I first heard of the Far Breton, a dessert from the Brittany region of France, this past February on some cold morning when I woke up early to do some work on my dissertation. As often happens when this task is at the top of my list, opening the .doc file becomes a Herculean task, so I’ll skim the newspaper, check to see if any of my favorite blogs have been updated and, if they have, I’ll engage in fantasies of the various meals and treats to come. The Far Breton automatically grabbed me; I think due to my love of thick puddings and custards…and things that can be carefully dusted with powdered sugar so that it looks like there was the gentlest of snow storms on top of it. Plus, it has the density of a tart, although without the crust since it’s essentially a flan–and one studded with prunes.
Yes, I’m on a prune kick. Maybe you think prunes are a little gross; in America at least, they have long been unjustly stigmatized. But, really, prunes are quintessentially French. You can eat them with sausage, or both in or as dessert. For me, that’s a good enough reason to eat them at all. You get the best of both worlds. Not to mention something that’s sweet, sticky and changes the whole flavor of a meal–and for the better at that.
Yields 8 slightly sweet and custard-cream slices
Adapted from Beatrice Peltre (La Tartine Gourmande) for The Boston Globe
I decided to make the dessert a little more “exotic”, rather than traditional; since the recipe didn’t call for any spice or flavor, I worried a bit about it being too simple. I decided to take a risk and add both vanilla bean and a heaping teaspoon of ground cardamom.

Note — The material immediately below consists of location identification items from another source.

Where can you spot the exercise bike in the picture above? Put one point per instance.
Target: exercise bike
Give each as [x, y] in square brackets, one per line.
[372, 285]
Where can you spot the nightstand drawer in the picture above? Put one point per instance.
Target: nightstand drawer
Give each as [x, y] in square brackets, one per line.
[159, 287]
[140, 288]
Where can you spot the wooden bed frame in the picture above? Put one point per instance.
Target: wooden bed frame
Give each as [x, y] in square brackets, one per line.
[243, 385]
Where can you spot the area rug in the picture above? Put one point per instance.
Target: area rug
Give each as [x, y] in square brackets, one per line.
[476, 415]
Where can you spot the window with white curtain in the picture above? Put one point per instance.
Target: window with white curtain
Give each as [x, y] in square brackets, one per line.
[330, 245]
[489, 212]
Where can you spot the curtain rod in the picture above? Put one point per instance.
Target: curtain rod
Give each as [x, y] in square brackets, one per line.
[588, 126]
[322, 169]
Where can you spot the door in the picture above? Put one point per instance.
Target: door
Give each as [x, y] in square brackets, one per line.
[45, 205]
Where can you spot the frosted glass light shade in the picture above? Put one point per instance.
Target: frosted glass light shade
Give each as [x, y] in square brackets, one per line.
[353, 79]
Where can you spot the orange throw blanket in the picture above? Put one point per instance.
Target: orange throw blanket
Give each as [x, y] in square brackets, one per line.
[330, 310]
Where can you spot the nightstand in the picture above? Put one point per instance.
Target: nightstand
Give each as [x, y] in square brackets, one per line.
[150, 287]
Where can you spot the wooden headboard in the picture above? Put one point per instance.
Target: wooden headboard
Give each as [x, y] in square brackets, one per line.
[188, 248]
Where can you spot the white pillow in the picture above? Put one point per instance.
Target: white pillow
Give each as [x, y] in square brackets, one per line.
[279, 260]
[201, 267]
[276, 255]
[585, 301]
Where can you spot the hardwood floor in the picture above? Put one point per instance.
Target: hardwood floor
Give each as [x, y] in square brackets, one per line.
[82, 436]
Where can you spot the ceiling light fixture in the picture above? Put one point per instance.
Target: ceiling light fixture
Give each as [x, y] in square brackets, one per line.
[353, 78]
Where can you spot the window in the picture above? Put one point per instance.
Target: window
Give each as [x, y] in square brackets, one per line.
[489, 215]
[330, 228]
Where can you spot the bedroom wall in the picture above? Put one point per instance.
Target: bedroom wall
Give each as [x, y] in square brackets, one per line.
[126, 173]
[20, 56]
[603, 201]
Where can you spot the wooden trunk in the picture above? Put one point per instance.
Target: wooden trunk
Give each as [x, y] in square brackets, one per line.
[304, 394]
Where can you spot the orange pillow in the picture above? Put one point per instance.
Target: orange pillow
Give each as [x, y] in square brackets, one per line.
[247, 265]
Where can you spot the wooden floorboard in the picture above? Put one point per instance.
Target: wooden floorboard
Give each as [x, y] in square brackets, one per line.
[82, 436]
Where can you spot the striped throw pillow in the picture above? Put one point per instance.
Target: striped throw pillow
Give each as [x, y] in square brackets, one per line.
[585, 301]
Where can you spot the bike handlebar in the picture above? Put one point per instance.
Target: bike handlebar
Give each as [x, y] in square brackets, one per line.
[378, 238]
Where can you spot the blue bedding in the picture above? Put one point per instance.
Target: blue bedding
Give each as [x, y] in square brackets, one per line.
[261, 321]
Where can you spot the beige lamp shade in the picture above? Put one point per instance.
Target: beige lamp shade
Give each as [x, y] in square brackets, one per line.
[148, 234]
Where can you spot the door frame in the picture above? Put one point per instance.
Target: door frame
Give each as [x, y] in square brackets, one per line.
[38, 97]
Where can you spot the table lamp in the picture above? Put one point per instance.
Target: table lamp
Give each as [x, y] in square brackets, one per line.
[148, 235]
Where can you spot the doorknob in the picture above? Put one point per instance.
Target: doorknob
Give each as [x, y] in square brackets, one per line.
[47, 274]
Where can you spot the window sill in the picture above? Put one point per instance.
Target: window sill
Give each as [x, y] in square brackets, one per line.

I loved the soft smokiness of its flavor and the way the cardamom gleamed in the custard.
Butter for the baking dish
1/2 cup granulated sugar
1 cup flour
1 pinch of salt
1/4 inch piece of vanilla bean, cut open and scraped out
1 heaping tsp. ground cardamom
2 cups 1% milk (this is what I keep on hand; I’m sure that whole milk would have produced a richer custard)
2 Tbsp. + 1/2 tsp. rum
1 1/2 Tbsp. butter, melted
1 cup pitted prunes
Powdered sugar, for serving
-Preheat the oven to 350, butter a baking dish or springform pan (this is what I used), arrange the prunes on its bottom and and set aside.
-In a large bowl, whisk the sugar, flour, salt, cardamom and vanilla together. Make a well in the center.
-Whisk in the eggs until the batter is smooth.
-Stir in the melted butter, rum and milk.
-Pour the batter over the prunes.
-Place in the oven and bake for about 40-45 minutes (if you use a springform pan, make sure to set a baking dish underneath or you, like me, will need to clean the oven), or until the custard is set and the top is golden brown.
-Remove from heat and set on a rack to cool.
-Cut yourself a slice and have a little taste of France.